As COVID-19 vaccinations continue, companies embrace hybrid work, employees return to the office, and the U.S. opens up, violence and physical threats to businesses are occurring at an unsettling, record-high pace, according to new research.
The 2021 Mid-Year Outlook State of Protective Intelligence Report — The Escalating Physical Threat Landscape: A Clarion Call for Corporate Protective Intelligence was commissioned by the Ontic Center for Protective Intelligence. It showcases the collective perspectives of physical security directors, physical security decision-makers, chief security officers, chief information officers, chief technology officers, chief information security officers, and IT leaders at American companies on how physical security challenges and opportunities are unfolding in 2021 as the country emerges from the pandemic.
“Pent up economic and political frustrations marked January 6 by the Capitol riot are being unleashed after months of limited in-person interactions, mass shootings have skyrocketed, and companies are experiencing an increase in physical threats as compared to the beginning of 2021,” said Fred Burton, Executive Director of the Ontic Center for Protective Intelligence. “And yet, as our study found, even as physical threats increasingly originate in the cyber world, CEOs are reluctant to believe their companies could be targets.

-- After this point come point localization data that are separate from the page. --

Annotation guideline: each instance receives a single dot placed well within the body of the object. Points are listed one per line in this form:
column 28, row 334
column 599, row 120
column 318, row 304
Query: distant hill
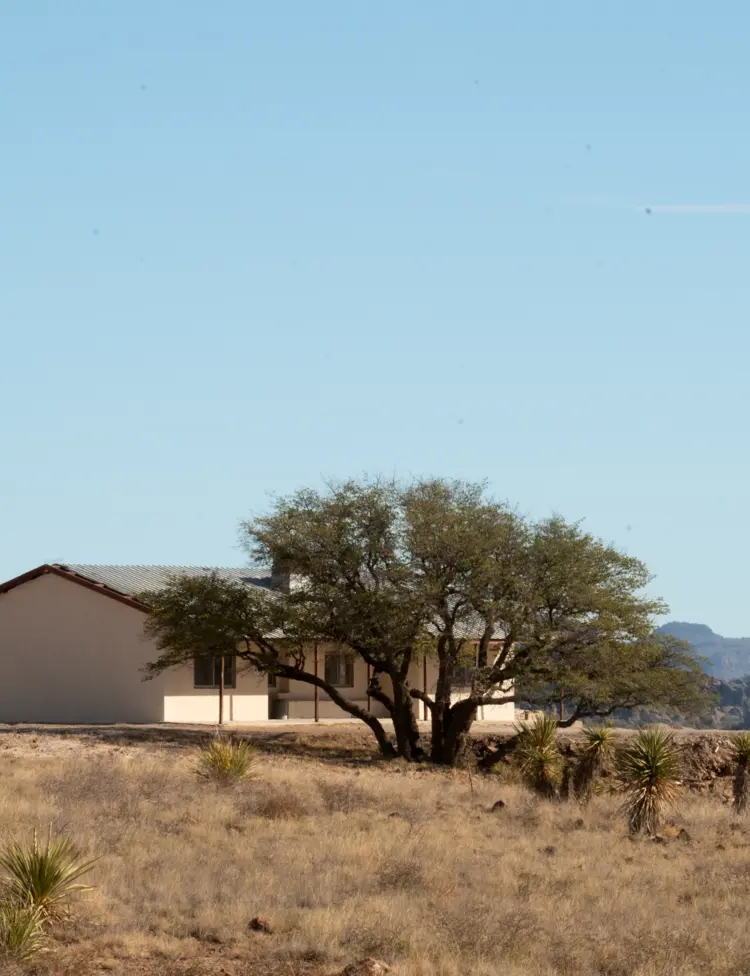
column 727, row 657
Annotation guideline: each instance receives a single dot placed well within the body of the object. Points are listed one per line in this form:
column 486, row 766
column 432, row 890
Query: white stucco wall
column 71, row 655
column 248, row 702
column 299, row 696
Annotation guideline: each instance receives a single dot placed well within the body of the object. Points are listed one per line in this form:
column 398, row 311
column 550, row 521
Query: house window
column 207, row 671
column 340, row 670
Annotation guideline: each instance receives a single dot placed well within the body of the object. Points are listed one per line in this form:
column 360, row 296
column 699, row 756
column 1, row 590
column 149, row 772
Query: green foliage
column 515, row 609
column 225, row 760
column 598, row 749
column 650, row 767
column 539, row 759
column 741, row 782
column 21, row 930
column 44, row 876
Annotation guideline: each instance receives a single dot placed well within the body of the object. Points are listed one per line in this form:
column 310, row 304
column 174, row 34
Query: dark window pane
column 332, row 669
column 203, row 671
column 207, row 672
column 339, row 670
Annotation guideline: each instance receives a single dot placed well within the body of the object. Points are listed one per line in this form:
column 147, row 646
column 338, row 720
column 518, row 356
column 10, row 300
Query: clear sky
column 245, row 246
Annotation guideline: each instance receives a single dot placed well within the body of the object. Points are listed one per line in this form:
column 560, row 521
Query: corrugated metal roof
column 132, row 580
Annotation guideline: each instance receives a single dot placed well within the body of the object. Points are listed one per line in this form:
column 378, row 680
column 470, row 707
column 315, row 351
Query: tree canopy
column 509, row 608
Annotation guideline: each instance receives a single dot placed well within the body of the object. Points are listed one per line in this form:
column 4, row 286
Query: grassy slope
column 364, row 859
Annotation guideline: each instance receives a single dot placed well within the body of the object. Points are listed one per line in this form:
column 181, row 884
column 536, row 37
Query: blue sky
column 247, row 246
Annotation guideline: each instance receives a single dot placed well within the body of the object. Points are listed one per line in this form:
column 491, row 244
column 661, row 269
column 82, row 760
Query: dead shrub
column 344, row 796
column 274, row 801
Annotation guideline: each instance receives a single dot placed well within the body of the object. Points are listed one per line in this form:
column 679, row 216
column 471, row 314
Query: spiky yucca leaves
column 43, row 876
column 650, row 767
column 600, row 741
column 21, row 931
column 539, row 759
column 225, row 760
column 741, row 782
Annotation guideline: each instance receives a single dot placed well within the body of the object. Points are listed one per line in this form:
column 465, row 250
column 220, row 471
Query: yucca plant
column 741, row 782
column 598, row 748
column 225, row 760
column 539, row 759
column 21, row 930
column 650, row 767
column 43, row 876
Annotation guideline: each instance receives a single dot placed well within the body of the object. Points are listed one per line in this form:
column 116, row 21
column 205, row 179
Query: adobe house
column 72, row 647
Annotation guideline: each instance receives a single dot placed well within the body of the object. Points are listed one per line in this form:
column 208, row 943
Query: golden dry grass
column 406, row 865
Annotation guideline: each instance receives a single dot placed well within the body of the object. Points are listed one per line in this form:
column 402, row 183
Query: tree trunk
column 457, row 721
column 405, row 724
column 440, row 712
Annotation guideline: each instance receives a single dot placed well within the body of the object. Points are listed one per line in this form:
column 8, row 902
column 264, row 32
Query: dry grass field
column 348, row 858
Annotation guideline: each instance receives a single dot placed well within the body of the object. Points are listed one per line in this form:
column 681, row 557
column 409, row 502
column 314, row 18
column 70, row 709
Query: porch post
column 315, row 687
column 221, row 691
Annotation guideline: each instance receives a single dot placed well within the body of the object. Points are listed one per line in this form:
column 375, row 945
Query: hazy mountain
column 727, row 657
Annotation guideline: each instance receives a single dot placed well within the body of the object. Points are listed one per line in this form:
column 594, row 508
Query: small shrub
column 43, row 876
column 403, row 873
column 650, row 767
column 539, row 759
column 343, row 797
column 21, row 930
column 741, row 782
column 275, row 803
column 598, row 749
column 225, row 760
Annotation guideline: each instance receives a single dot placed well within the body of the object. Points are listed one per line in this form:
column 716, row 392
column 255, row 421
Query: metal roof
column 132, row 580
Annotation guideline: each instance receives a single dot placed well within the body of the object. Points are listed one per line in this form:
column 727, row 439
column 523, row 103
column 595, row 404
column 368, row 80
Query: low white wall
column 305, row 708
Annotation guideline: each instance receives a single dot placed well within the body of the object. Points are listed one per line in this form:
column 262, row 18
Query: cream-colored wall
column 70, row 655
column 248, row 702
column 299, row 696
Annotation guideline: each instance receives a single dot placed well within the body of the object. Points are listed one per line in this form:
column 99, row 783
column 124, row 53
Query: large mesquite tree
column 509, row 608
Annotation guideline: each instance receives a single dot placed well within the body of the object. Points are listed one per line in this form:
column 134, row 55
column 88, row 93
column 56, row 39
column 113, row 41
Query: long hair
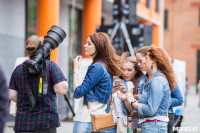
column 32, row 44
column 163, row 62
column 143, row 50
column 106, row 53
column 138, row 73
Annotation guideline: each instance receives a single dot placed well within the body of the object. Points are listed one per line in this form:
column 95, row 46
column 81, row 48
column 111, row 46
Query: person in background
column 198, row 86
column 31, row 45
column 186, row 91
column 3, row 100
column 176, row 96
column 153, row 105
column 132, row 73
column 43, row 117
column 96, row 88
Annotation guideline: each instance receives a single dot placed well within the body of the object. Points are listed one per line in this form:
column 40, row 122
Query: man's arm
column 13, row 95
column 61, row 87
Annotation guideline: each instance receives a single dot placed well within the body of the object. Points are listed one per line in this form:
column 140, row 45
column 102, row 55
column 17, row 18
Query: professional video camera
column 51, row 41
column 37, row 64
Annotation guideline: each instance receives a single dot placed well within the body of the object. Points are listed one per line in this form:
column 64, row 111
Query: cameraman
column 43, row 118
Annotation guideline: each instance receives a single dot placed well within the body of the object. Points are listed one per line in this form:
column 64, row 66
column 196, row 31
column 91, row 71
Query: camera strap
column 45, row 82
column 29, row 92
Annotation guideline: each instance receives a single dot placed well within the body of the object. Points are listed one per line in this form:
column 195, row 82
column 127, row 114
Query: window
column 148, row 3
column 166, row 19
column 157, row 5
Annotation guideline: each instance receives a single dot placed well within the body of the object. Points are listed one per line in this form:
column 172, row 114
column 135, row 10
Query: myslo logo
column 189, row 129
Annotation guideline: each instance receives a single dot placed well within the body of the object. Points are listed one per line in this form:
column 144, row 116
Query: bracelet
column 75, row 72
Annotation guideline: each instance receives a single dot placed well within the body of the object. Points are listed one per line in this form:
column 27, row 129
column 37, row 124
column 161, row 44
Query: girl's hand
column 122, row 88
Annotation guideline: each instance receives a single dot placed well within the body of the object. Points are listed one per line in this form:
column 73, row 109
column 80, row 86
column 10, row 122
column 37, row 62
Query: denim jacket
column 122, row 101
column 176, row 96
column 97, row 85
column 155, row 96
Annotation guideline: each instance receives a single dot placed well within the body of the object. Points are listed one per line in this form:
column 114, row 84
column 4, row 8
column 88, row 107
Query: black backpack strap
column 45, row 82
column 29, row 92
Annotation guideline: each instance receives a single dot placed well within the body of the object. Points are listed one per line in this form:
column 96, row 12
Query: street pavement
column 191, row 122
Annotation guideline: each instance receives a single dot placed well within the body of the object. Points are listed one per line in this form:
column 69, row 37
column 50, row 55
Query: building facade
column 182, row 34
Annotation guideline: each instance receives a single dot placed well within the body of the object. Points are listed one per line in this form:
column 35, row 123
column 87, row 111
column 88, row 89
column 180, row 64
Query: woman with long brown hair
column 153, row 105
column 97, row 86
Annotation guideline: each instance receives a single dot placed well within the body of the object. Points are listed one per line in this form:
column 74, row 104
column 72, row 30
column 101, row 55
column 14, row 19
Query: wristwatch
column 132, row 103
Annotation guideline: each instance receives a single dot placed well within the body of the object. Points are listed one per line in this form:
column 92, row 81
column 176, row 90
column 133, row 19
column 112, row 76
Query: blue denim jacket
column 122, row 101
column 97, row 85
column 155, row 97
column 176, row 96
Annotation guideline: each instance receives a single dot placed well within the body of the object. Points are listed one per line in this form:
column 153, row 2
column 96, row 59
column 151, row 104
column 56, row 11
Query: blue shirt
column 176, row 96
column 155, row 97
column 97, row 85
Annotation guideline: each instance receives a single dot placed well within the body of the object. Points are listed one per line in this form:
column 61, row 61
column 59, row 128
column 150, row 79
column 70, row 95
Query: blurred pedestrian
column 186, row 91
column 97, row 86
column 43, row 117
column 153, row 105
column 3, row 100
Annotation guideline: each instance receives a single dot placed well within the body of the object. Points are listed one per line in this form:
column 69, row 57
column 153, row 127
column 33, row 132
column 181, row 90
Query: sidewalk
column 191, row 117
column 191, row 113
column 66, row 127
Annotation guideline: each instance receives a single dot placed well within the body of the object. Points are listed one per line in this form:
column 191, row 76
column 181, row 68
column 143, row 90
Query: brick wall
column 183, row 32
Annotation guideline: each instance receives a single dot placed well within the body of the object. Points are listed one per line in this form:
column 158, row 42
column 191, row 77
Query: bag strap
column 107, row 104
column 161, row 75
column 29, row 92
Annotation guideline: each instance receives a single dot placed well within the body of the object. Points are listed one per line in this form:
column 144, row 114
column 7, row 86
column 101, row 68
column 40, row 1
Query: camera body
column 51, row 41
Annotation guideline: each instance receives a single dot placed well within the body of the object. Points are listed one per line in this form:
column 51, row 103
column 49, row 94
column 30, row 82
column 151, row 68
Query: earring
column 152, row 67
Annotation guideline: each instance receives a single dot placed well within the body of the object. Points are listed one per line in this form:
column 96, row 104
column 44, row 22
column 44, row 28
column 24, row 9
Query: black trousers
column 50, row 130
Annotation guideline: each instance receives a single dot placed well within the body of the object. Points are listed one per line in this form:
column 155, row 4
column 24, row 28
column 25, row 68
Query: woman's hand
column 121, row 96
column 122, row 88
column 77, row 62
column 115, row 88
column 127, row 97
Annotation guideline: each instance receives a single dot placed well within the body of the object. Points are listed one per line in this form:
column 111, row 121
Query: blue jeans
column 154, row 127
column 111, row 130
column 84, row 127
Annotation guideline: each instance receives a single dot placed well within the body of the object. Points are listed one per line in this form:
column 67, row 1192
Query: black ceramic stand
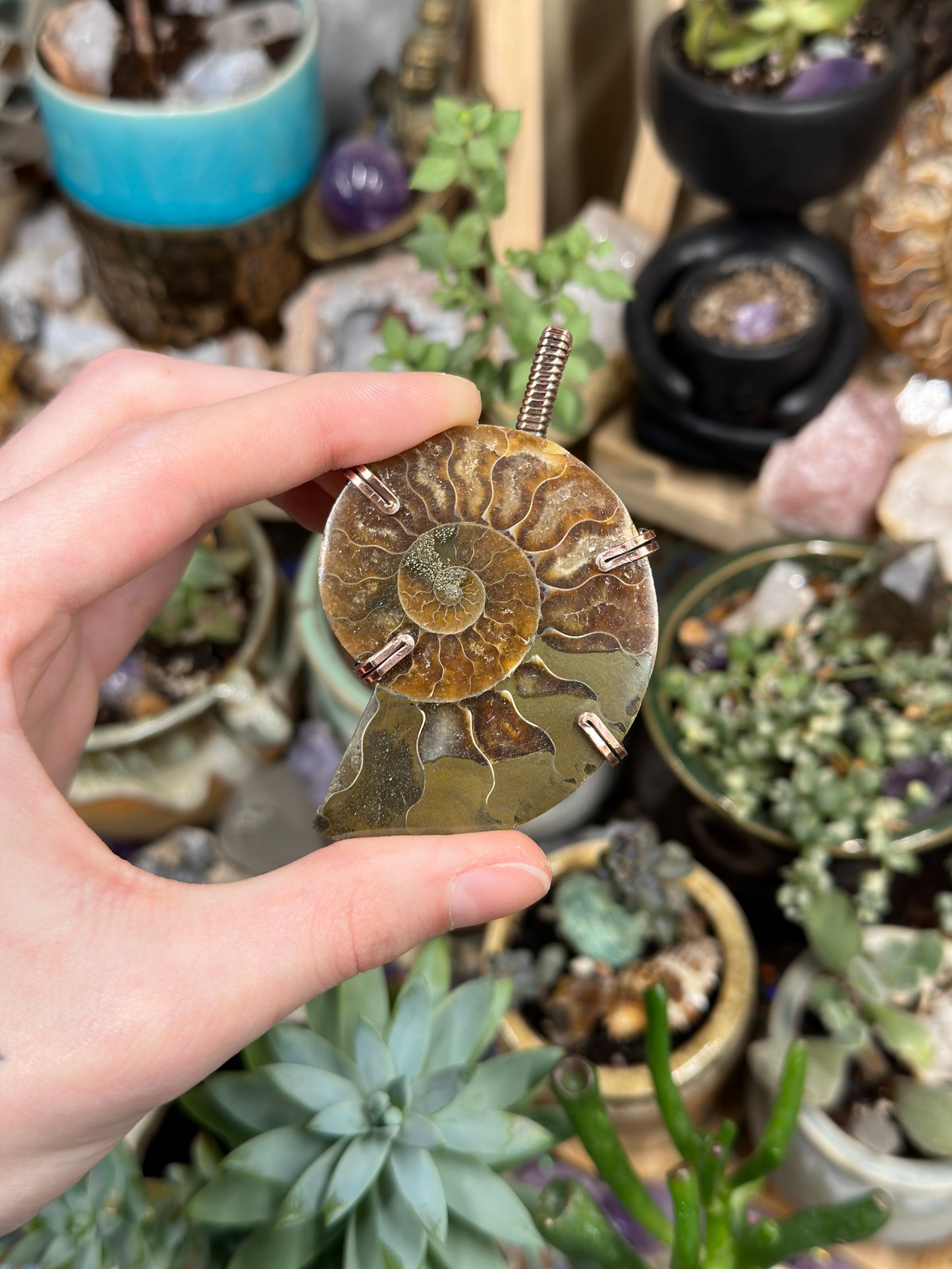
column 667, row 415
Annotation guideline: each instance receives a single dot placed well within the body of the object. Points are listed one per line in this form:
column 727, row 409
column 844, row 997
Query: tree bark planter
column 140, row 779
column 704, row 1063
column 826, row 1164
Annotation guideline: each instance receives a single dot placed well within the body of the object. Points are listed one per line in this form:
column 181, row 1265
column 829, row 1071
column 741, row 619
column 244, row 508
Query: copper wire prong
column 380, row 663
column 627, row 552
column 374, row 489
column 611, row 749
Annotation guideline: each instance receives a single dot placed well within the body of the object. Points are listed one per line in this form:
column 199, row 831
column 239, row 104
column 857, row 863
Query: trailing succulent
column 374, row 1137
column 112, row 1218
column 868, row 999
column 508, row 302
column 725, row 34
column 204, row 604
column 831, row 734
column 631, row 903
column 711, row 1225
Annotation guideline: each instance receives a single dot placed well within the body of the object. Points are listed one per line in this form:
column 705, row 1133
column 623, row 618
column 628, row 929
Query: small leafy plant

“As the crippling of critical supply chains and infrastructure by cybercriminals earlier this year demonstrated, to keep all aspects of their business safe, with great urgency, companies must fund, integrate, and unify cybersecurity and physical security intelligence, assessment, mitigation and operations across the enterprise,” Burton continued.
“As corporations advance the digital transformation of their physical security operations, it has never been more important to seize the opportunity to align their cybersecurity operations and infrastructure,” said Lukas Quanstrom, CEO of Ontic. “Bringing together all threat data and intelligence in an always-on, technology-driven approach to security is the most effective way to advance business continuity in today’s increasingly hyper-connected, hyper-violent environment.”
Key findings from the survey include:
- Of the physical threats that resulted in harm or death at companies in 2021, nearly half (49%) of respondents think most or almost all could have been avoided if cybersecurity and physical security intelligence were unified so threats could be shared and actioned by cross-functional teams.
- 55% of physical security and IT leaders say their CEO believes training employees so they are better prepared for potential workplace violence will create a culture of fear.
- Over one-quarter (26%) of those surveyed say their company has never addressed the potential for workplace violence and employees would not know what to do if an active shooter entered their facilities.
- 74% agree that they anticipate significant conflicts between management and employees regarding health and safety protocols, as well as work-from-home policies when businesses reopen.
- 72% agree that their company has experienced physical security threats related to requiring employees to show proof of vaccination in order to return to the office.
- Since the beginning of 2021, 58% of security and IT leaders say their company has received or investigated one physical threat (33%), between two and five physical threats (21%), or over six physical threats (4%) per week.
- Since the beginning of 2021, as a result of intelligence failures, respondents said the following incidents have occurred at their company:
- An insider abused authorized cyber access that led to property theft or supply chain damage (34%)
- An employee was threatened and/or harmed while working at company facilities (33%) or working remotely (28%)
- A former employee threatened and/or harmed current employees (25%)
- CEO and/or family members received threats and/or were harmed when working from their private residence or while traveling (24%)
- An active shooter event occurred at a company location (18%)
- There is overwhelming agreement among both physical security (95% agree, including 45% who agree strongly) and IT professionals (95% agree, including 55% who agree strongly) that cybersecurity and physical security must be integrated, otherwise cyber and physical threats will be missed.
- 91% of respondents agree physical security needs a technology-driven industry standard for actively identifying, investigating, assessing, monitoring and managing physical security threats and 87% agree that now is the best time to invest in physical security digital transformation.
A total of 300 respondents completed the survey in May. These included chief security officers, chief information officers, chief technology officers, chief information security officers, physical security directors, executive protection directors, IT vice presidents and directors and physical security decision-makers at U.S. companies with over 5,000 employees in the technology, retail, automotive, healthcare, pharmaceutical, financial services, travel and hospitality, media and entertainment, consumer goods, insurance, telecommunications, government and education sectors.